Located on a small hill above a t- junction and what possibly could be the only traffic light in Ine is a seafood restaurant serving home style meals with a minimum of flourish but with an eye for the aesthetic. Keeping the homely theme are miniature pandas and other anime characters that appear out of the blue like an Easter egg hunt that the young at heart would love.
It was a quiet Friday night in spring with families and travelers making a small crowd here in this family run restaurant that seats less than 30 people in a town that now has 2000 people and what used to be 7000 people only a few generations ago. While thousands, if not seemingly millions flock to the cherry blossom viewing festivals or hanami in the big cities like Tokyo, Nagoya or Kyoto, the latter being just 2 hours away on the other side on the Tanba mountains, at Ine village you can have a picnic framed by cherry trees and panoramic views, all to yourself. The owner here tells me that “the young people don't want to take up fishing these days. The work is too hard and they want to move to the city” leaving it a quiet place for old people who all say hello to each other and with no one to hurry them along as they trudge along in their good time along the flat lane ways that snake their way along the coast. Somehow the lack of people adds to the charm, giving more focus to the aged but restored houses, the mountains and the crystal clear waters of the harbor taking centre stage. The waterways framed by verdant mountains have been a draw for poets and writers alike, and its magic has been discovered by cruise ships docking at nearby Maizuru.

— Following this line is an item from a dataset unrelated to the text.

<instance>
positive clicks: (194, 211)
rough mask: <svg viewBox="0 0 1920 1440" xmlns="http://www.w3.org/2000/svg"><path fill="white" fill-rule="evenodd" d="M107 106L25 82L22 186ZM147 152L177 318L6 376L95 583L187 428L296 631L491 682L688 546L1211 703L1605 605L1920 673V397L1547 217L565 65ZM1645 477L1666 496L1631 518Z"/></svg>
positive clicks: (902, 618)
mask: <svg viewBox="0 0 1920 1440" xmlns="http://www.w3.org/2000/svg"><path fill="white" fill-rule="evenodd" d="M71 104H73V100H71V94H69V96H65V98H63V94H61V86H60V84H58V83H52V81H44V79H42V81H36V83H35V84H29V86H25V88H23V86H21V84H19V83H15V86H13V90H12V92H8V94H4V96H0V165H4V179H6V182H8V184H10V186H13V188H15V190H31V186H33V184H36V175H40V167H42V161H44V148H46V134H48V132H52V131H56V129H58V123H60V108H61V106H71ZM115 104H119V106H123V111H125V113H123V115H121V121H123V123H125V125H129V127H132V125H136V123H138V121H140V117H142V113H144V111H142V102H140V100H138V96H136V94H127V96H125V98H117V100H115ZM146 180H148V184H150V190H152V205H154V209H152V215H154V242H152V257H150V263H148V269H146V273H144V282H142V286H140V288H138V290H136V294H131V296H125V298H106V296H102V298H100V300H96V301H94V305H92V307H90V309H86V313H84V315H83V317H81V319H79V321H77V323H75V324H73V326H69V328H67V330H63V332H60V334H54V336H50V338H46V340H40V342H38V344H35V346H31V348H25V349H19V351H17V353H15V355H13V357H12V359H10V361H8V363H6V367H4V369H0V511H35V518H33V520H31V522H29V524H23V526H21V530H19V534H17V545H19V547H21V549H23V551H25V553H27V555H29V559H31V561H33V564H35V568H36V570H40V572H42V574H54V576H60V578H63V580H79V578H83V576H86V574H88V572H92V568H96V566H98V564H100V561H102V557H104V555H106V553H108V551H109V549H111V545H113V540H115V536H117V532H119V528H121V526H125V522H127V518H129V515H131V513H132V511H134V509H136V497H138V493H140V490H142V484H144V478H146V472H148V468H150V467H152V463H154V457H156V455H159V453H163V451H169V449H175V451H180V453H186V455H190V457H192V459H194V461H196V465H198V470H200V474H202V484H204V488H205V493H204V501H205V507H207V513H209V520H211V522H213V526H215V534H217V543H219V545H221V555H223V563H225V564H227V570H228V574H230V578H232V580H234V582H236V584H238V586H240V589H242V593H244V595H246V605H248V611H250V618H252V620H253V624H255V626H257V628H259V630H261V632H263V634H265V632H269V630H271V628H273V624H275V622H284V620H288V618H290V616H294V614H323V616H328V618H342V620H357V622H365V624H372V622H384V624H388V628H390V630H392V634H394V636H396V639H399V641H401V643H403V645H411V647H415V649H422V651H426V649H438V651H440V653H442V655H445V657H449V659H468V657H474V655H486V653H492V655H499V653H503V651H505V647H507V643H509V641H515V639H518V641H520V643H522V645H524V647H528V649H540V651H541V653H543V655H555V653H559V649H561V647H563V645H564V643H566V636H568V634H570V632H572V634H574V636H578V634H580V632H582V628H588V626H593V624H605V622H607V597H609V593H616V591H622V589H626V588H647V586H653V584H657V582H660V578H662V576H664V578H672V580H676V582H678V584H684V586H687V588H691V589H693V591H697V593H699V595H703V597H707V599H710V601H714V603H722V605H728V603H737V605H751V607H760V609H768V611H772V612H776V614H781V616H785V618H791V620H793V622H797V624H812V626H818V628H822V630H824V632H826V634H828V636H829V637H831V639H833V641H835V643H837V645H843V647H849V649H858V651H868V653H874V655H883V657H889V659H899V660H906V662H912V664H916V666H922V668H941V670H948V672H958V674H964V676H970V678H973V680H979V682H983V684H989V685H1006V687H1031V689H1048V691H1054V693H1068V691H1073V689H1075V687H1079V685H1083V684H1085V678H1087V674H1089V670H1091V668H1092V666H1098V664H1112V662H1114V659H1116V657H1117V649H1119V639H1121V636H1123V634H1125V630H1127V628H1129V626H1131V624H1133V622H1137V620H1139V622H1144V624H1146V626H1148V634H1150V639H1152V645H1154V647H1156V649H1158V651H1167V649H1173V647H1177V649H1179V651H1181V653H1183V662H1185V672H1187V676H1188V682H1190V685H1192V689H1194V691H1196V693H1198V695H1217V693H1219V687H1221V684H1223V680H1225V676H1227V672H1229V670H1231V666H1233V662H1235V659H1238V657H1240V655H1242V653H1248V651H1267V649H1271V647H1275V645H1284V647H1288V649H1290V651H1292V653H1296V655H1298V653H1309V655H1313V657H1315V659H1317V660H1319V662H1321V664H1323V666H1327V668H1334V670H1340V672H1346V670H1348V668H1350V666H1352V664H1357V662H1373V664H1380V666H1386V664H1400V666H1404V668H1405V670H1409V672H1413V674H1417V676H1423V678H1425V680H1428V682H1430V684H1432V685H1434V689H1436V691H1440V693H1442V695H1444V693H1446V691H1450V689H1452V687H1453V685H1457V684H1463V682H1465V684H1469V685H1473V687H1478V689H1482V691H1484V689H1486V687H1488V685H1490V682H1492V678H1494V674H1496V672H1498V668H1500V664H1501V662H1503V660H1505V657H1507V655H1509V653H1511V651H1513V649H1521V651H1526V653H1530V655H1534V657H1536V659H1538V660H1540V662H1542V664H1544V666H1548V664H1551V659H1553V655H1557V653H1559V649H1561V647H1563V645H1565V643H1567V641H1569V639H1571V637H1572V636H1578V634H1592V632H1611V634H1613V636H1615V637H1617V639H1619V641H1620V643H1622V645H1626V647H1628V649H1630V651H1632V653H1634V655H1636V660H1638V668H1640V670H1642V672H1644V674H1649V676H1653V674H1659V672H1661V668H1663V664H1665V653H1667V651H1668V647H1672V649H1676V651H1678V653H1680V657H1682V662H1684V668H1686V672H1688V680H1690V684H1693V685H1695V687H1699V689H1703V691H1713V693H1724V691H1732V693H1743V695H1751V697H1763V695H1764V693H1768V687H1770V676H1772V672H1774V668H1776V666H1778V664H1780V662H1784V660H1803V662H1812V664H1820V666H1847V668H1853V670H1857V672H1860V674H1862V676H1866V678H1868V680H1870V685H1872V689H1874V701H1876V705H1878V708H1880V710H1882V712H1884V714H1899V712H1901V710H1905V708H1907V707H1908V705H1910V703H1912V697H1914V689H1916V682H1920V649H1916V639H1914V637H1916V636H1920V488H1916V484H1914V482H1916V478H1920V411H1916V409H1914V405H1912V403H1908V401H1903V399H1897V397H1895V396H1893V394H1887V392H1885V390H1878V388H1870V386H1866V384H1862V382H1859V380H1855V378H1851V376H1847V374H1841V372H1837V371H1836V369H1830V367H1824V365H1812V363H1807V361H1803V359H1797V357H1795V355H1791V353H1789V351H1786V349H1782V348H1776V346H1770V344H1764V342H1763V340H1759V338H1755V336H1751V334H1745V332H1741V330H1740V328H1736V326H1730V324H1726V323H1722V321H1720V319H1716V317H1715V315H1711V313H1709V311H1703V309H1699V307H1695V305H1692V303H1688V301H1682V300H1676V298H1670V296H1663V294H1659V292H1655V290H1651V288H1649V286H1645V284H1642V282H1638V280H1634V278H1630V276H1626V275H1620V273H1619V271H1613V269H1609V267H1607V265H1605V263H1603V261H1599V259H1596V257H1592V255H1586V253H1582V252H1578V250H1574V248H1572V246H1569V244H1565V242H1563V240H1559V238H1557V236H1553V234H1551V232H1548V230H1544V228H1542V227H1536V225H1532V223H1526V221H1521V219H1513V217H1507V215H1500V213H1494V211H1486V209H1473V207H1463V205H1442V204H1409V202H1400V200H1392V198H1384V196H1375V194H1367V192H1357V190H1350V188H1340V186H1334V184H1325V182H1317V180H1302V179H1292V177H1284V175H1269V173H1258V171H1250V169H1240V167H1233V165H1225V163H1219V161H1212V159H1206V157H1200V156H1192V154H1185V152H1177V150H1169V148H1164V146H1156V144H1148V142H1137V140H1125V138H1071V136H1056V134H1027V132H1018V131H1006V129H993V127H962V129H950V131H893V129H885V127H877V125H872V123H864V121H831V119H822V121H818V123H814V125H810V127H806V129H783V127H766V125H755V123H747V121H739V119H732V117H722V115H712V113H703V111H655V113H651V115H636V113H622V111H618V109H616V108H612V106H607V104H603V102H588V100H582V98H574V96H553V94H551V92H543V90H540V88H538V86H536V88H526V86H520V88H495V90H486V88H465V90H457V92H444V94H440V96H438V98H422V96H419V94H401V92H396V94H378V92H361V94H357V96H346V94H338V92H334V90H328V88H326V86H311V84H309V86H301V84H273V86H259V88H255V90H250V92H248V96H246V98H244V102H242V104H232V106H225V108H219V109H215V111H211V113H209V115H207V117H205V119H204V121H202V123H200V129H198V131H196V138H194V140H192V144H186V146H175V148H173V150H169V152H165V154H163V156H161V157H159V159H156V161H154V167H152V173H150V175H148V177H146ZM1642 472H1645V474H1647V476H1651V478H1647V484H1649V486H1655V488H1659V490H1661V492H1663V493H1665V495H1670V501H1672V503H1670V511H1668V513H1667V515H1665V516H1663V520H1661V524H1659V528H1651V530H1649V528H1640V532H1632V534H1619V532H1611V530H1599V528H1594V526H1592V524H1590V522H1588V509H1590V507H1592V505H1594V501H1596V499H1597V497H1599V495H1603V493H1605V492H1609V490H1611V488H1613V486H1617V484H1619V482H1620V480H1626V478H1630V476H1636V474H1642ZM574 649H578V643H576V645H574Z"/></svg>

It may be hard work on the fishing boats, but now with only one regular fishing boat based here, the lack of competition has meant that they get pretty good quality catches, as attested by the firm yet succulent sashimi, the pick of the bunch being the omakase or chef's selection for 4000 yen, enough to feed 2 people. Be tempted by the choicest cuts of octopus, prawns and other whitefish with freshly hand grated wasabi, not the mass produced wasabi tubes that you get from the supermarket.
The other signature dish here is a lovingly cooked fish fillet marinated in a sweet soy sauce, while the deep fried whole fish makes for a crunchy snack with the bones with the texture of crunchy French fries. In winter, come here for the yellowtail and the legendary Matsuba crab, as fresh as those you can find at the Maizuru Tore Tore Fish Markets.
While the guests here are almost entirely Japanese, they have a variety of seats, from tatami mats to the more comfortable counter and table settings. They even have accommodation upstairs. Very little English is spoken, however, so if you are looking for a restaurant that speaks English, Chinese and Spanish, try the nearby Nagisa closer to the fish markets.